Monster Watch: College Students Await the Creature at Long Pond
The five students from New Jersey’s Shelton College camping in the woods by Long Pond in Bridgehampton for the last two weeks hoping to photograph the Long Pond Monster have decided to remain here another week.
“It’s been disappointing so far,” said Jeff McKraken, an anthropology major and the leader of the expedition. “There have been so many sightings over the centuries. We felt sure he would emerge for Halloween.”
McKraken, along with students John Busman, Emily Strongfeather, Amos Long, Dennis Cole and Beverly Halligan, have the very latest photography equipment, including ultrasound.
“But so far, nothing,” McKraken said.
The earliest appearance of the Long Pond Monster came in 1655, when two settlers in East Hampton, hunting in the woods, saw the monster emerge briefly. They ran away.
“Tis a horror,” one of the settlers reported at a village meeting. “A work of the devil. He must have been 60 feet longe. With this huge red taile.”
Several men with knives and muskets returned to the pond, but the monster laid low.
Nevertheless, the town became fearful of that pond, and some said a housewife named Goody Garlick had been performing witchcraft on its shore. She was arrested and tried in Hartford for witchcraft in 1658 but was acquitted. She and her husband spent their later years on Gardiners Island.
Walt Whitman spent six months in Southold and visited the pond. In 1892, in Leaves of Grass he wrote “…in vain the ocean settling in hollows and the great monsters lying low; in vain the buzzard houses herself with the sky. In vain the snake slides through the creepers and logs.”

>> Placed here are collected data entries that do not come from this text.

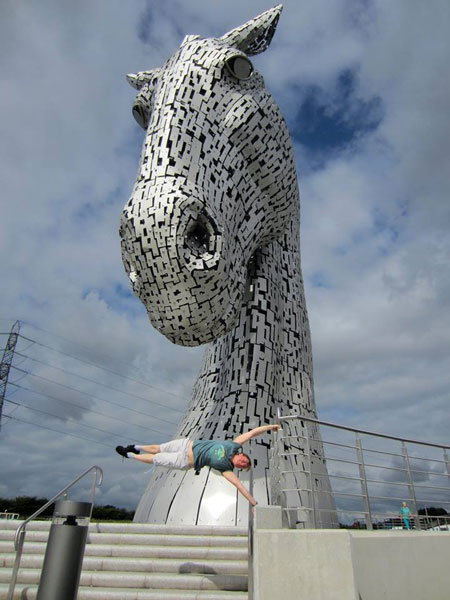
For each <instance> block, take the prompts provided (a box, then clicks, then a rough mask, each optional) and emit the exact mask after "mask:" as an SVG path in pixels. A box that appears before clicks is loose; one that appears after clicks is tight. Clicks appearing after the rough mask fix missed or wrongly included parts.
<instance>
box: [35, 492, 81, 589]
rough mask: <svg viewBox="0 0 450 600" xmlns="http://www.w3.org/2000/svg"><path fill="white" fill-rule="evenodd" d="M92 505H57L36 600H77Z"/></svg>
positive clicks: (53, 513)
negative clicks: (81, 566)
mask: <svg viewBox="0 0 450 600" xmlns="http://www.w3.org/2000/svg"><path fill="white" fill-rule="evenodd" d="M91 511H92V503H91V502H75V501H73V500H59V501H58V502H57V503H56V504H55V511H54V513H53V522H52V525H51V527H50V533H49V536H48V542H47V549H46V551H45V558H44V565H43V567H42V573H41V580H40V582H39V589H38V593H37V597H36V600H76V597H77V593H78V585H79V582H80V575H81V566H82V564H83V556H84V547H85V545H86V539H87V534H88V528H89V520H90V517H91Z"/></svg>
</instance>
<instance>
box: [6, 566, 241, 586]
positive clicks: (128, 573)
mask: <svg viewBox="0 0 450 600" xmlns="http://www.w3.org/2000/svg"><path fill="white" fill-rule="evenodd" d="M11 575H12V569H8V568H3V569H2V570H0V583H5V584H8V583H9V582H10V580H11ZM39 580H40V570H38V569H20V570H19V575H18V578H17V582H18V583H23V584H27V585H38V584H39ZM80 586H82V587H86V586H90V587H111V588H134V589H136V588H144V589H147V588H151V589H158V590H161V589H164V590H222V591H239V592H243V591H247V586H248V578H247V576H246V575H216V574H208V575H204V574H194V573H188V574H177V575H176V576H174V575H173V573H140V572H138V571H130V572H123V573H112V572H108V573H107V572H102V571H101V572H89V571H84V570H83V571H82V573H81V578H80ZM80 589H81V588H80Z"/></svg>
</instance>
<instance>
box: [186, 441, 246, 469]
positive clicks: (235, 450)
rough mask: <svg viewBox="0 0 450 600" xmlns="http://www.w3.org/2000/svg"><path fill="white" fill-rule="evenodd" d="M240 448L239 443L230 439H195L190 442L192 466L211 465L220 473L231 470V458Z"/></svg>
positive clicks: (233, 466)
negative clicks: (236, 442) (193, 457)
mask: <svg viewBox="0 0 450 600" xmlns="http://www.w3.org/2000/svg"><path fill="white" fill-rule="evenodd" d="M241 449H242V446H241V445H240V444H236V442H231V441H228V440H227V441H220V442H219V441H215V440H196V441H195V442H194V443H193V444H192V452H193V454H194V468H195V469H196V470H199V469H201V468H202V467H212V468H213V469H217V470H218V471H220V472H221V473H224V472H225V471H232V470H233V469H234V465H233V463H232V462H231V459H232V458H233V456H234V455H235V454H237V453H238V452H239V451H240V450H241Z"/></svg>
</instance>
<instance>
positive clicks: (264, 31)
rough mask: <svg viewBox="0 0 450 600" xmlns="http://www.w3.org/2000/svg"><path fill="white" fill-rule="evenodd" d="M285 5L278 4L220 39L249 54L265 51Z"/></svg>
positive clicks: (237, 27)
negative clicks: (273, 7) (276, 5)
mask: <svg viewBox="0 0 450 600" xmlns="http://www.w3.org/2000/svg"><path fill="white" fill-rule="evenodd" d="M282 10H283V5H282V4H278V6H274V8H271V9H269V10H266V12H264V13H262V14H261V15H259V16H258V17H255V18H254V19H251V20H250V21H248V22H247V23H244V25H241V26H240V27H236V29H232V30H231V31H229V32H228V33H226V34H225V35H223V36H222V37H221V38H220V39H221V40H223V41H224V42H226V43H227V44H228V45H229V46H233V47H234V48H238V49H239V50H242V52H245V53H246V54H248V55H249V56H252V55H253V54H259V53H260V52H264V50H267V48H268V47H269V45H270V42H271V41H272V38H273V34H274V33H275V29H276V28H277V24H278V19H279V18H280V14H281V11H282Z"/></svg>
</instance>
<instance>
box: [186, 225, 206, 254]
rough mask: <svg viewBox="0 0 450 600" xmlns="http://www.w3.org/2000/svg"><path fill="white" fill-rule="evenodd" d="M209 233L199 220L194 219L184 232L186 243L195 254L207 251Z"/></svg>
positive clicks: (186, 244)
mask: <svg viewBox="0 0 450 600" xmlns="http://www.w3.org/2000/svg"><path fill="white" fill-rule="evenodd" d="M210 238H211V233H210V231H208V228H207V226H206V225H205V224H204V223H202V222H201V221H196V222H195V223H193V225H192V226H191V227H190V229H189V230H188V231H187V233H186V245H187V247H188V248H190V249H191V250H192V251H193V252H194V253H195V254H198V255H201V254H204V253H205V252H209V245H210Z"/></svg>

Obviously, he’s writing of the Long Pond Monster.
In 1903, an assistant to the great Long Island electricity scientist and inventor Nikola Tesla waded into Long Pond carrying a metal wand with an electric charge and tried to lure the monster out so he could photograph him. There was a huge electrical explosion and the monster rose up and ate the assistant, then went down below again. Dead fish then rose to the top of the pond. It ate the camera, too. Today, you can visit Tesla’s laboratory, preserved as a museum to the great man, in Shoreham.
Another sighting took place in 1943, during the Second World War. A group of a dozen soldiers bivouacking near the pond thought they saw the monster and opened fire with mortars, rifles and machine guns for a barrage of nearly half an hour. No trace of the monster was to be found in the morning, and a subsequent investigation by a Congressional committee brought no evidence to indicate that the monster ever existed.

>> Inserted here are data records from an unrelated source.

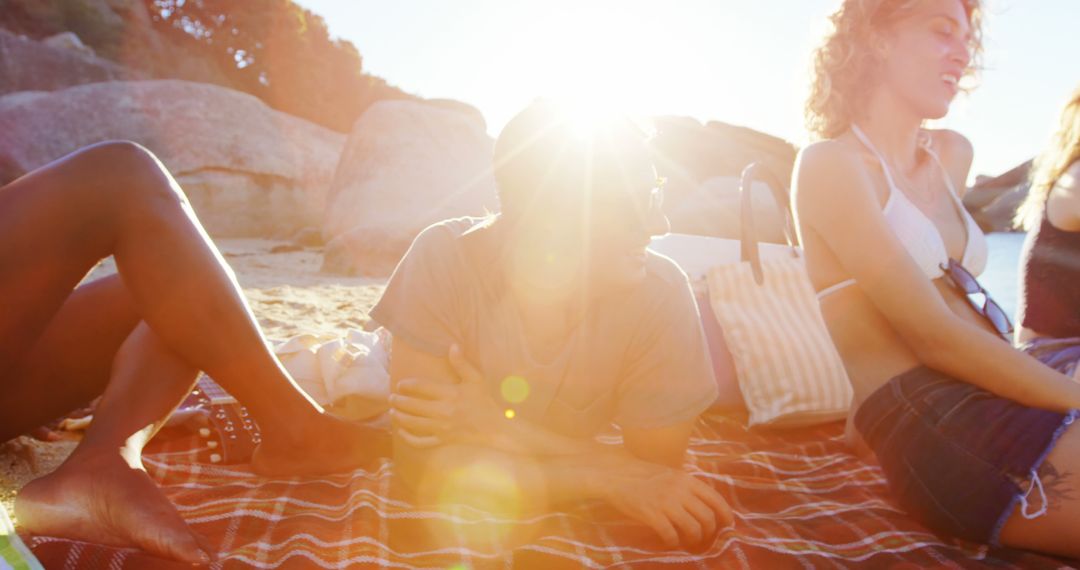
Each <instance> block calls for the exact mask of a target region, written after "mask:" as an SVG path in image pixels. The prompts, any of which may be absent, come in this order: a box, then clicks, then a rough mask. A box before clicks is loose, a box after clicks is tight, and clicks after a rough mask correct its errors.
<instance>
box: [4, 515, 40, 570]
mask: <svg viewBox="0 0 1080 570" xmlns="http://www.w3.org/2000/svg"><path fill="white" fill-rule="evenodd" d="M0 570H41V565H40V564H39V562H38V559H37V558H35V557H33V555H32V554H30V549H29V548H27V547H26V545H25V544H23V541H22V539H19V537H18V534H15V527H14V525H12V523H11V517H9V516H8V511H6V510H4V507H3V505H0Z"/></svg>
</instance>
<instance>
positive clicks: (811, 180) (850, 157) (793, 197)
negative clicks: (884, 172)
mask: <svg viewBox="0 0 1080 570" xmlns="http://www.w3.org/2000/svg"><path fill="white" fill-rule="evenodd" d="M792 182H793V184H792V201H793V204H794V205H795V208H796V212H797V213H798V215H799V216H800V217H804V218H805V217H813V216H814V213H815V212H819V213H820V212H821V211H822V207H820V206H824V205H828V204H835V203H838V202H850V200H851V199H852V198H854V196H862V198H866V196H869V198H873V199H874V200H875V204H876V200H877V196H876V194H875V193H874V186H873V182H872V181H870V178H869V176H868V174H867V169H866V165H865V163H864V160H863V157H862V155H861V154H860V152H859V151H858V150H856V149H855V148H853V147H852V146H851V145H848V144H845V142H843V141H841V140H837V139H828V140H821V141H818V142H813V144H811V145H809V146H807V147H805V148H804V149H802V150H800V151H799V154H798V157H797V158H796V162H795V173H794V175H793V179H792ZM832 209H835V208H832Z"/></svg>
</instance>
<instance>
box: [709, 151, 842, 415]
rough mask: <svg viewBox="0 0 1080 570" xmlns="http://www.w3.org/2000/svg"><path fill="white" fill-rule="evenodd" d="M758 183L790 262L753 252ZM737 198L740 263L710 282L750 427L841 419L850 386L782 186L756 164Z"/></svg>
mask: <svg viewBox="0 0 1080 570" xmlns="http://www.w3.org/2000/svg"><path fill="white" fill-rule="evenodd" d="M758 176H761V177H762V179H764V180H765V181H767V182H768V185H769V187H770V188H771V189H772V190H773V199H774V200H775V202H777V205H778V206H779V207H780V209H781V217H782V219H783V220H784V234H785V236H786V239H787V245H788V246H789V248H791V255H789V256H784V257H782V258H773V259H764V260H762V259H761V258H760V255H759V253H758V243H757V239H756V236H755V231H754V219H753V212H752V207H751V206H752V204H751V195H752V192H751V191H750V189H751V187H752V182H753V181H754V179H755V177H758ZM740 192H741V198H740V201H741V221H742V228H741V240H740V241H741V244H740V247H741V254H740V261H739V262H737V263H728V264H721V266H716V267H713V268H711V269H710V271H708V273H707V282H708V295H710V300H711V301H712V304H713V312H714V313H715V315H716V318H717V321H718V322H719V323H720V327H721V328H723V329H724V337H725V339H726V340H727V343H728V348H729V350H730V351H731V356H732V358H733V359H734V364H735V372H737V374H738V377H739V388H740V390H741V391H742V393H743V397H744V398H745V401H746V407H747V409H748V410H750V425H772V426H792V428H794V426H802V425H811V424H816V423H824V422H828V421H834V420H839V419H842V418H843V417H845V416H846V415H847V412H848V408H849V407H850V405H851V395H852V392H851V384H850V383H849V382H848V376H847V374H846V372H845V369H843V363H842V362H841V361H840V355H839V353H838V352H837V351H836V347H835V345H834V344H833V340H832V339H831V338H829V336H828V330H827V329H826V328H825V322H824V320H823V318H822V315H821V309H820V307H819V304H818V299H816V296H815V295H814V291H813V286H812V285H811V284H810V277H809V276H808V274H807V270H806V261H805V259H804V256H802V252H801V250H800V249H799V248H798V247H797V246H796V245H795V231H794V223H793V220H792V213H791V208H789V207H788V205H787V189H786V185H784V184H783V182H781V181H780V180H779V179H778V178H777V177H775V176H774V175H772V173H770V172H769V171H767V169H765V168H764V167H762V166H761V165H759V164H757V163H753V164H751V165H748V166H746V168H745V169H743V173H742V181H741V184H740Z"/></svg>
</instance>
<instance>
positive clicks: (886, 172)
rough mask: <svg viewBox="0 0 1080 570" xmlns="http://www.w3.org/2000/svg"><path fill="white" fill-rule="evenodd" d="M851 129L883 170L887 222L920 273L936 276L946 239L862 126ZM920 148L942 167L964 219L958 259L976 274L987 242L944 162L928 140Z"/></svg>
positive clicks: (959, 208) (937, 272)
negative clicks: (910, 200) (900, 188)
mask: <svg viewBox="0 0 1080 570" xmlns="http://www.w3.org/2000/svg"><path fill="white" fill-rule="evenodd" d="M851 131H852V132H853V133H854V134H855V137H856V138H859V140H860V141H861V142H862V144H863V145H864V146H865V147H866V148H867V149H868V150H869V151H870V152H872V153H874V155H875V157H876V158H877V160H878V162H879V163H881V171H882V172H883V173H885V179H886V181H887V182H888V184H889V198H888V200H887V201H886V204H885V209H883V211H882V213H883V214H885V217H886V220H888V221H889V226H890V227H891V228H892V231H893V233H895V234H896V238H899V239H900V243H902V244H904V247H905V248H906V249H907V253H908V255H910V256H912V259H914V260H915V262H916V263H918V266H919V268H920V269H922V273H923V274H924V275H926V276H927V277H928V279H931V280H935V279H937V277H940V276H942V275H943V274H944V271H943V270H942V268H941V267H942V266H943V264H945V263H946V262H947V261H948V258H949V256H948V249H946V248H945V241H944V240H942V235H941V232H940V231H937V226H935V225H934V222H933V220H931V219H930V217H928V216H927V215H926V214H923V213H922V211H921V209H919V208H918V206H916V205H915V204H914V203H913V202H912V201H910V199H908V198H907V195H906V194H904V192H902V191H901V190H900V189H899V188H897V187H896V185H895V182H893V179H892V174H890V173H889V166H888V165H887V164H886V162H885V157H882V155H881V153H880V152H878V150H877V149H876V148H875V147H874V145H873V144H870V140H869V139H868V138H866V135H865V134H863V132H862V130H860V128H859V126H858V125H851ZM922 149H923V150H926V151H927V153H928V154H930V157H931V158H932V159H933V160H934V162H936V163H937V166H939V167H941V169H942V174H943V175H944V177H945V186H946V187H947V188H948V191H949V196H951V198H953V203H954V204H955V205H956V208H957V211H958V212H959V213H960V217H961V218H962V219H963V222H964V226H966V227H967V229H966V232H964V233H966V235H967V239H968V241H967V243H966V244H964V247H963V259H961V260H960V264H962V266H963V267H964V269H967V270H968V271H970V272H971V274H972V275H976V276H977V275H978V274H980V273H982V272H983V270H985V269H986V257H987V253H988V252H987V246H986V235H984V234H983V231H982V230H981V229H980V228H978V225H977V223H975V220H974V219H972V217H971V215H970V214H968V211H967V208H964V207H963V204H962V203H961V202H960V199H959V194H957V192H956V188H954V187H953V180H951V179H950V178H949V176H948V173H947V172H946V171H945V165H944V164H942V161H941V159H939V158H937V153H936V152H934V151H933V149H931V148H930V145H929V141H928V142H927V144H926V145H923V146H922ZM854 284H855V280H853V279H849V280H847V281H841V282H840V283H837V284H836V285H833V286H831V287H826V288H824V289H822V290H821V291H820V293H818V298H819V299H823V298H824V297H826V296H828V295H831V294H833V293H836V291H838V290H840V289H842V288H845V287H848V286H850V285H854Z"/></svg>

The most recent sighting came three years ago and famously led to the death of Robert Jermain Bolton, the prominent New York City developer. According to local hunter Charles Higgins of Bridgehampton, he was sitting in a duck blind at three in the morning on the eastern shore of the pond on Halloween eve when he saw Mr. Bolton being rowed on the pond by his chauffeur.
“I recognized him from all the pictures in the papers. He was about to buy Long Pond and was going to divide it up into 15 five-acre plots that he’d price at $1 million. I don’t know why he was out at that time, but there he was. Maybe he wanted to see what his new property would look like at night. The monster came up and ate him. And the chauffeur.”

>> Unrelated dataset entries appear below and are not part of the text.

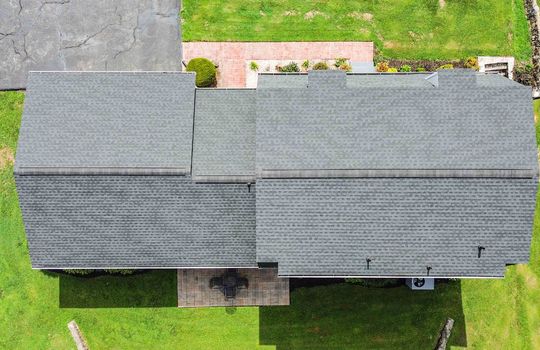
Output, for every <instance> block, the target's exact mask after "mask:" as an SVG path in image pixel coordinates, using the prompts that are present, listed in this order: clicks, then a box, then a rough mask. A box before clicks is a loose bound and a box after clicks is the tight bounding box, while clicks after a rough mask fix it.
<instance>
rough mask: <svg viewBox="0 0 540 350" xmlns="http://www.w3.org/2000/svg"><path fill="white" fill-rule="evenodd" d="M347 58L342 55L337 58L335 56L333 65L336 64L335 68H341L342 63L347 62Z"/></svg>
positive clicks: (341, 65) (347, 63)
mask: <svg viewBox="0 0 540 350" xmlns="http://www.w3.org/2000/svg"><path fill="white" fill-rule="evenodd" d="M348 63H349V62H348V60H347V59H346V58H344V57H339V58H336V61H335V62H334V66H336V68H341V66H342V65H344V64H348Z"/></svg>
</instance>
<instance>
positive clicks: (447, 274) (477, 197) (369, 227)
mask: <svg viewBox="0 0 540 350" xmlns="http://www.w3.org/2000/svg"><path fill="white" fill-rule="evenodd" d="M536 189H537V180H536V179H534V178H531V179H488V178H398V179H396V178H393V179H391V178H390V179H389V178H366V179H261V180H259V181H257V261H258V262H260V263H277V264H278V269H279V275H280V276H290V277H294V276H427V275H428V271H427V270H428V267H429V276H433V277H501V276H503V275H504V269H505V265H506V264H511V263H519V262H526V261H528V258H529V246H530V239H531V234H530V232H531V228H532V222H533V214H534V208H535V198H536ZM479 247H482V248H483V249H481V251H480V258H479V257H478V253H479ZM368 259H369V260H368ZM368 261H369V268H368Z"/></svg>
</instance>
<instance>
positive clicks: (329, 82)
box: [308, 70, 347, 89]
mask: <svg viewBox="0 0 540 350" xmlns="http://www.w3.org/2000/svg"><path fill="white" fill-rule="evenodd" d="M346 87H347V73H346V72H344V71H342V70H312V71H309V73H308V88H315V89H345V88H346Z"/></svg>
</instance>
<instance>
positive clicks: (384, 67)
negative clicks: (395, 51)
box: [375, 61, 390, 73]
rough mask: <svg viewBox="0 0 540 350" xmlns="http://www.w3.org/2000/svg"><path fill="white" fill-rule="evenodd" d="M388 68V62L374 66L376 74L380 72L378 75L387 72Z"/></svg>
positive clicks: (379, 63) (388, 68)
mask: <svg viewBox="0 0 540 350" xmlns="http://www.w3.org/2000/svg"><path fill="white" fill-rule="evenodd" d="M389 68H390V66H388V62H386V61H381V62H379V63H377V65H376V66H375V70H377V72H380V73H384V72H388V69H389Z"/></svg>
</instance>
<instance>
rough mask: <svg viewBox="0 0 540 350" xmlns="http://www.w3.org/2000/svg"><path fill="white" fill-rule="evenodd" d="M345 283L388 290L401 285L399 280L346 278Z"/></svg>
mask: <svg viewBox="0 0 540 350" xmlns="http://www.w3.org/2000/svg"><path fill="white" fill-rule="evenodd" d="M345 282H347V283H351V284H358V285H360V286H363V287H368V288H389V287H397V286H400V285H402V284H403V279H401V278H346V279H345Z"/></svg>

Higgins then gave police what was probably the most accurate description of the monster.
“It was horrible. He rose 20 or 30 feet out of the water. He was green in color, with a scaly body, fangs and glistening yellow eyes that shone in the moonlight. He was just up for a minute, dripping wet, then he went down briefly with a splash and then leaped up again and ate everything, even the rowboat.”
Higgins ran away when he saw this, and when he felt safe enough, he stopped behind a bush and breathlessly called 911. When police arrived and interviewed him where he was hiding, they briefly considered a suspect in the case. He was carrying the AK-15 he was shooting ducks with, and numerous rounds had been fired. He also did not pass a sobriety test but had on him an empty bottle of whiskey, which he said he gulped down to calm his nerves while waiting.
The police and a SWAT team put the pond under surveillance until dawn, but nothing further happened. However, a broken oar was found after sunrise, confirming Higgins’ account.
“We’ve had drones making videos over the pond these last two weeks,” Jeff McKracken told our reporter yesterday. “We’ll stay one more week.”